Mr. Malamud, whose prize was for his last novel, “The Fixer,” also has written three other novels and two books of short stories. ‘The Fixer” parallels the story of Mendel Beilis, a Russian Jew, who was arrested and tried in Kiev on a trumped-up charge of ritual murder. Beilis was ultimately acquitted after world-wide pressures. Mr. Malamud previously won an award from the National Institute of Arts and Letters, two National Book Awards, a Partisan Review fellowship and a Rockefeller grant. Born in Brooklyn, and educated in New York. Mr. Malamud is 53 years old.

Mr. Kaplan, born in New York of a Russian-born Jewish immigrant father, is 41. He received his early education in New York, did graduate work at Harvard, and worked as a freelance writer and as editor for a big New York publishing firm before he started work in 1959 on the book which won the latest prize for him, “Mr. Clemens and Mark Twain.”

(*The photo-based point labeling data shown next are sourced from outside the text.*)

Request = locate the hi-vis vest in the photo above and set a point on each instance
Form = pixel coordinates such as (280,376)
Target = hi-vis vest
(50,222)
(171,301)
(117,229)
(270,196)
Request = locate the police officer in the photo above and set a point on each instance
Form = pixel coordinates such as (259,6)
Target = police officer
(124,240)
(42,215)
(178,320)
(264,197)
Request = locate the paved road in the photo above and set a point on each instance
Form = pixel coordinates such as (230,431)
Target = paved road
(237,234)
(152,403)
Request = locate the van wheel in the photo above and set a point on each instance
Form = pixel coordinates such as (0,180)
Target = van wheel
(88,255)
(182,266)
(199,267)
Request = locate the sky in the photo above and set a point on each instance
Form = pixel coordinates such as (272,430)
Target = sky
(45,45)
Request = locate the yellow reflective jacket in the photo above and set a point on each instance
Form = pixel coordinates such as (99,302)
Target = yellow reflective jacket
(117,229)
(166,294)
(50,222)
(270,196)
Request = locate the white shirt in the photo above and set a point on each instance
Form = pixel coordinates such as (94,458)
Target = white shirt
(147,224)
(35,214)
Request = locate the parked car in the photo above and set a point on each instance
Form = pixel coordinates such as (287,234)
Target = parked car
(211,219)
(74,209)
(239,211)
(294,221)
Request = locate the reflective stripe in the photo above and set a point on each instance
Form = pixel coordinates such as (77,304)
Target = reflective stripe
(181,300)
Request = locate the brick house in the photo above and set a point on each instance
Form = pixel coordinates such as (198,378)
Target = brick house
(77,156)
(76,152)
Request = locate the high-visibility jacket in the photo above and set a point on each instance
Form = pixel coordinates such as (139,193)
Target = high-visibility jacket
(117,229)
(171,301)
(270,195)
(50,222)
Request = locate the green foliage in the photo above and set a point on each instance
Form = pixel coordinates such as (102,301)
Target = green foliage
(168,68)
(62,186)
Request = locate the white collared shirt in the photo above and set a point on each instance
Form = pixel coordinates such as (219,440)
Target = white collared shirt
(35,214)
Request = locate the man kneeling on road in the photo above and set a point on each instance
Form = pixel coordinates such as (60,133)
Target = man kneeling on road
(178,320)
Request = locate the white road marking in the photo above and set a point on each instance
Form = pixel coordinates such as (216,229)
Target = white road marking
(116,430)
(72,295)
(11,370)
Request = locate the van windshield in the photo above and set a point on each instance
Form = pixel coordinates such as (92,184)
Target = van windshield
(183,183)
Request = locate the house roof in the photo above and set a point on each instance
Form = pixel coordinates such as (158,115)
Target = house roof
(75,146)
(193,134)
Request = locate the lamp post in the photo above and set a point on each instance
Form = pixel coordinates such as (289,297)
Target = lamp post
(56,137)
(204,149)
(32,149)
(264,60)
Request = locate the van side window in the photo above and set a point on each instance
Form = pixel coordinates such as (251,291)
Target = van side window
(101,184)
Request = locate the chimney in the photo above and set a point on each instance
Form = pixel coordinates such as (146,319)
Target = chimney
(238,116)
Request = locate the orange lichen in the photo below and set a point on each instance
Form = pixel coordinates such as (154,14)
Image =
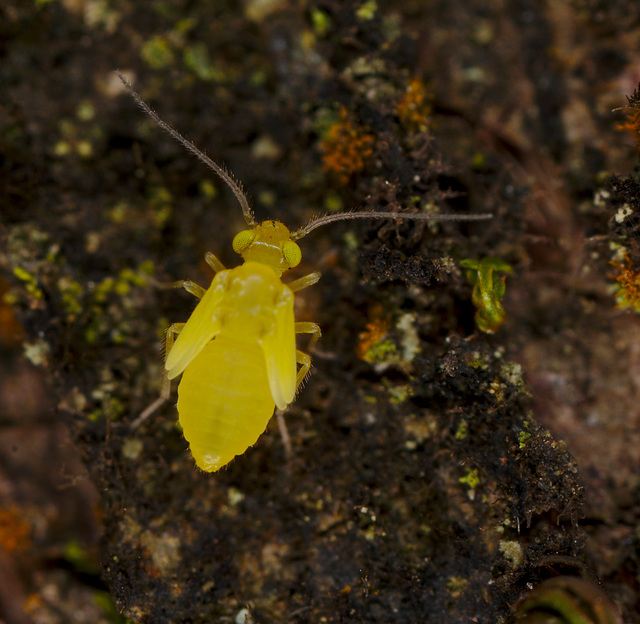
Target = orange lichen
(632,113)
(632,123)
(628,280)
(415,107)
(15,531)
(374,345)
(346,147)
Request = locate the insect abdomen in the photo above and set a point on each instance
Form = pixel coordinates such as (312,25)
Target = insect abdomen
(224,401)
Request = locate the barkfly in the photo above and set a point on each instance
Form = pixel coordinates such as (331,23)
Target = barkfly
(237,351)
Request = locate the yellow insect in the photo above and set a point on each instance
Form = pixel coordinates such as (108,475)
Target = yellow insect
(237,351)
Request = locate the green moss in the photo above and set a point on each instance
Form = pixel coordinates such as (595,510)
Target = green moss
(462,431)
(367,10)
(321,21)
(488,290)
(197,60)
(470,478)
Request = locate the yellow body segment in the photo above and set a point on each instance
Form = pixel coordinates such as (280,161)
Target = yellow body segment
(247,365)
(219,418)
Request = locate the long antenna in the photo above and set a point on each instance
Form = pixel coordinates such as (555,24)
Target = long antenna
(317,222)
(231,182)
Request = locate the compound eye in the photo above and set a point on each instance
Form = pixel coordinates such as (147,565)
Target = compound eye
(242,240)
(291,253)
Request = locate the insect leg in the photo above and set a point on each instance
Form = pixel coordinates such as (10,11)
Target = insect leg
(213,262)
(304,327)
(190,287)
(284,433)
(305,364)
(165,392)
(303,282)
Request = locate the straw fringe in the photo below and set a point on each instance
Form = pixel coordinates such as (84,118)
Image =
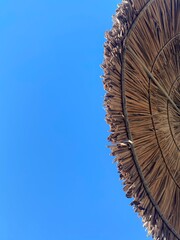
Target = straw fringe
(147,154)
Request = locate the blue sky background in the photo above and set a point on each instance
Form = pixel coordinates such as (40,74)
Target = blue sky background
(57,180)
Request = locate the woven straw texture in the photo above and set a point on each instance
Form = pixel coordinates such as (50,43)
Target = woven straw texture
(142,83)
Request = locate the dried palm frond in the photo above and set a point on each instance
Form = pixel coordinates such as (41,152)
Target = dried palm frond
(142,80)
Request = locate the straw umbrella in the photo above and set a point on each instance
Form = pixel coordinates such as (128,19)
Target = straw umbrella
(142,80)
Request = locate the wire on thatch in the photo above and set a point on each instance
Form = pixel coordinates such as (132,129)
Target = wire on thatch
(142,80)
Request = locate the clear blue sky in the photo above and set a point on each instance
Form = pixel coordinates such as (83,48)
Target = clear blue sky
(57,180)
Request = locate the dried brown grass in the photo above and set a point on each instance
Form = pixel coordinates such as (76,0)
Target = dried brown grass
(142,80)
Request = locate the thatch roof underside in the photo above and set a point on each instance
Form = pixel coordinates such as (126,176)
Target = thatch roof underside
(142,80)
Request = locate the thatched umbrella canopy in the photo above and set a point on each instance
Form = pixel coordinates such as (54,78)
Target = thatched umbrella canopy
(142,80)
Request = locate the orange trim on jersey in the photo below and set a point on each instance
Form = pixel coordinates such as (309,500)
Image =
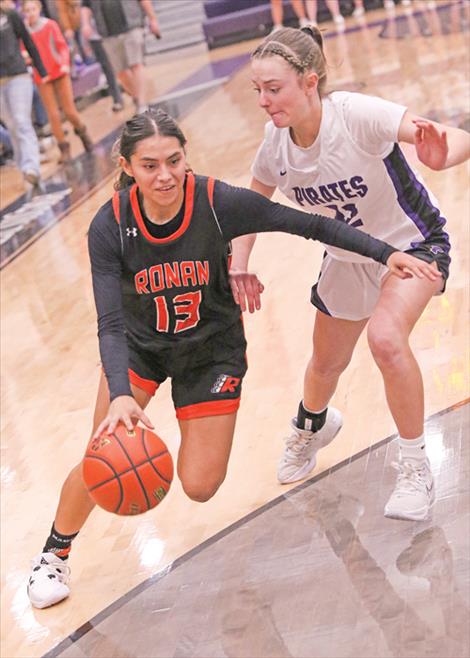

Mr. Kirchner was also born in New York. He studied composition with Arnold Schoenberg, Ernest Bloch and Roger Sessions. His prize was for the composition of a quartet for strings with an electronic extension through the use of a tape recorder. He is a member of the National Institute of Arts and Letters and the National Academy of Arts and Sciences, and previously won other awards, including the Naumburg Award in 1954. He is 48.